KIEV, Ukraine -- Western business people in Ukraine are watching president Viktor Yanukovich closely. Three months ago, when he won power in the presidential election, many were happy enough to see him elected.
They brushed aside concerns that Yanukovich would break with the pro-west policies of his predecessor Viktor Yushchenko and take Kiev back into Russia’s orbit. They hoped that, whatever his foreign policy preferences, he would focus on reviving and reforming the recession-hit economy.
Now they are disturbed to see that for Yanukovich geopolitics has come first. He has rushed into Russia’s embrace with deals over cheap energy and a Black Sea naval base - but not much progress on reform.
As one western business leader says, “Recent events have triggered a wakeup call, forcing the business community and western diplomats in Ukraine to take a closer look at the reform situation and to reassess the geopolitical landscape. The gap seems to be widening between what is being said, and what is being done.”
For the moment, this executive is not ready to put his head above the parapet and put his name to his comments. But , like others, he is anxious. Yanukovich can deliver fast when he wants. Last month’s he agreed with Moscow a controversial ‘gas for fleet’ deal under which Ukraine will receive cheap gas in return for granting Russia a long lease on the Sevastopol naval base.

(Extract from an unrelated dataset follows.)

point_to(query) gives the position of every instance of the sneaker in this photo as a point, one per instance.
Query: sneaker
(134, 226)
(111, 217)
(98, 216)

The prime commercial beneficiaries will be the president’s billionaire backers and their energy-hungry steel mills. But watching from the sidelines - still patiently for now - are the western investors.
Keeping them happy will require hard work to fix everything from notoriously corrupt courts, a heavy and complicated tax system, as well as mountains of red tape that have kept billions of investment at bay. Controlling nearly all branches of government, Yanukovich’s team will have no excuses if they follow past governments by failing to deliver.
And without investment, Ukraine will struggle to crawl out of a deep recession, which saw GDP contract 15 per cent last year. A key tests will be the forthcoming talks on a new International Monetary Fund programme totalling perhaps $20bn, to replace the $16.4bn plan suspended last year. the sooner it is agreed, the more confident foreign business people will be.
But, disturbingly, Mr Yanukovich’s team seems reluctant to to accept the IMF’s painful conditions. Sticking with the populism of predecessors, his government says it will not increase natural gas prices on households to market levels - a key IMF demand.
“This time, there will be no excuses,” says Anna Derevyanko, Executive Director of the European Business Association, a Kiev-based business advocacy. “They have all the opportunities to implement reform, where as previous governments - who shared power with opponents - could always say they were sabotaged.”
Yanukovich must show he can act as quickly on economic reform as on geopolitics.